Perhaps this is down to the nature of his sleuth. Fiona Griffiths has Cotard’s Syndrome, a mental illness that causes the patient to believe they are dead. Fiona has had a lot of therapy, so she can now function reasonably well on ‘planet normal’. She’s also highly trained in martial arts and is never happier than when taking risks.
When Fiona is called to investigate a body found in a remote Welsh village, she finds a young woman laid out in a churchyard outbuilding, surrounded by candles and dressed in a light summer frock unsuitable for the chilly October night. Fiona resists the urge to phone in the scene of crime experts, wanting to spend a little time with her discovery.
She soon spots that the girl has had plastic surgery and yet her legs are unshaven, her fingernails clipped, not filed. When a post-mortem indicates the body has died from natural causes, Fiona ignores her superiors and continues to investigate, and with local copper, DI Burnett, keen on the idea of promotion, uncovers a link with a secluded monastery.
The two make an interesting team and the case will throw them into some dangerous situations, as they close in on an organised crime ring.
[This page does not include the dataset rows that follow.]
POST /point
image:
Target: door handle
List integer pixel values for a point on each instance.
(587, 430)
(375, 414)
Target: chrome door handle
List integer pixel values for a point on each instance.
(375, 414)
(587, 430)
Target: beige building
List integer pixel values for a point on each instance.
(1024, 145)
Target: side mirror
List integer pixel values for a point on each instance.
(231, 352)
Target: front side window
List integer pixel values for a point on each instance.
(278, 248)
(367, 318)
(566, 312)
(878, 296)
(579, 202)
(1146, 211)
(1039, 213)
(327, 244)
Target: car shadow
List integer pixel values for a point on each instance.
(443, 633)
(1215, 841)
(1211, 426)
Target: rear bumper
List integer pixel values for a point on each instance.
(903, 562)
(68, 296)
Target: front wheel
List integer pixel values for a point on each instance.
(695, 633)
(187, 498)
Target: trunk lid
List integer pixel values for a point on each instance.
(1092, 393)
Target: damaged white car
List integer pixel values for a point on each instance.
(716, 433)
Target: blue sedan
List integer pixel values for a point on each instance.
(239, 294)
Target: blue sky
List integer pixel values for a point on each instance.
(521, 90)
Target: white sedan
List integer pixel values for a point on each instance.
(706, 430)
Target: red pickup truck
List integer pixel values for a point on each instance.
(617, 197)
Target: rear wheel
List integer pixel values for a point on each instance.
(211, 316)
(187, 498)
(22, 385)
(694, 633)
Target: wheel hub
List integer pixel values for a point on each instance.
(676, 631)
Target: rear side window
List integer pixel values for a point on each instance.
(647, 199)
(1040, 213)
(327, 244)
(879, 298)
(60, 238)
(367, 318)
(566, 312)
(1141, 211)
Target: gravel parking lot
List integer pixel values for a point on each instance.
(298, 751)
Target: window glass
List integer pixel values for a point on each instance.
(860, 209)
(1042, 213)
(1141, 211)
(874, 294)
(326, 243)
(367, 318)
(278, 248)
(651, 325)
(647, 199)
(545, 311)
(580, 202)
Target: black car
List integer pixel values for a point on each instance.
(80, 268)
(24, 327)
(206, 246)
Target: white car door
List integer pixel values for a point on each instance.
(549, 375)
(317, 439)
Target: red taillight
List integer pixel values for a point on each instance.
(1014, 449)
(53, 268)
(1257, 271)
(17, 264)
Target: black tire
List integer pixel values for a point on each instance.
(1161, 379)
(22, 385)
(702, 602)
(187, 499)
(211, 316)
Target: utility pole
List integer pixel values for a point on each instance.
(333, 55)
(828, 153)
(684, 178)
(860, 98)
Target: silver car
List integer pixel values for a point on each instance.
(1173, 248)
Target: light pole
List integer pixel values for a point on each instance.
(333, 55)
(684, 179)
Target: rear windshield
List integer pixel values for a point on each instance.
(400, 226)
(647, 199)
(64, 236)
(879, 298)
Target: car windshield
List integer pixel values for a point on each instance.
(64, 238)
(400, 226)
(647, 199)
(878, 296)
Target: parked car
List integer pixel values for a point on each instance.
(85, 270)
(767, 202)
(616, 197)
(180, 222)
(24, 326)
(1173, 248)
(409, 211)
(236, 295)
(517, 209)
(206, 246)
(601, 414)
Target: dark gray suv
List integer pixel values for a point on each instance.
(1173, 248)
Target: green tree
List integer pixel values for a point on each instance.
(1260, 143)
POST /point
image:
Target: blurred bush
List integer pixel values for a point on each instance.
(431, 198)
And surely there’s a connection to Bethan Williams, a teenager who disappeared only a few miles away.
There is certainly plenty here to keep the plot humming along, and narrated from inside Fiona’s head, you are right there with her weird and sudden decisions. The story uncovers one of the most unusual crimes I have ever come across – prepare to be surprised - and of course it is down to the wire whether Fiona will nail the baddies and live to tell the tale. Which is as it should be.
The Dead House is another top read in what is turning out to be one of the more compelling crime series around. Don’t miss it.